52w_high_diff Difference between current and 52-week high price (%).
gross_margin Gross margin for trailing 12 months (%).
peg Price to earnings to growth value.
perf_month Month performance (%).
volatility Weekly and monthly volatility (%).
cash_to_sh Cash per share.
short_ratio Short interest ratio.
eps_past_5_y Earnings per share growth for the past 5 years (%).
debt_to_eq Total debt to equity.
sector Sector of operation.
industry Industry of operation.
eps_q_to_q Year-over-year quarterly earnings per share growth (%).
p_to_e Price to earnings value for trailing 12 months.
prev_close Previous close price ($).
volume Volume.
sma_20_diff Difference between current price and simple moving average with look-back window of 20 days ($).
p_to_s Price to sales value for trailing 12 months.
price Current stock price ($).
current_ratio Current ratio value.
forward_p_to_e Forward price to earnings value for next fiscal year.
sma_50_diff Difference between current price and simple moving average with look-back window of 50 days ($).
employees Number of employees.
profit_margin Net profit margin for trailing 12 months (%).
sma_200_diff Difference between current price and simple moving average with look-back window of 200 days ($).
sales_q_to_q Year-over-year quarterly revenue growth (%).
earnings Earnings date (BMO - before market open, AMC - after market close).
perf_week Week performance (%).
quick_ratio Quick ratio value.
payout Dividend payout ratio for trailing 12 months (%).

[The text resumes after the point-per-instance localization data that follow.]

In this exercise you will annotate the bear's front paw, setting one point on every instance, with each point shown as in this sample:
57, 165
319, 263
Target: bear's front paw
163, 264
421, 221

eps_next_5_y Earnings per share growth estimate for next 5 years (%).
recom Mean recommendation of analysts (1 - Buy, 5 - Sell).
roe Return on equity for trailing 12 months (%).
shs_outstand Shares outstanding.
description Company description.
52w_low_diff Difference between current and 52-week low price (%).
company_name Company name.
target_price Mean target price of analysts ($).
market_cap Market capitalization ($) (default).
optionable Has options trading on a market exchange.
shortable Has shares available to sell short.
insider_own Insider ownership (%).
shs_float Shares float.
lt_debt_to_eq Long term debt to equity value.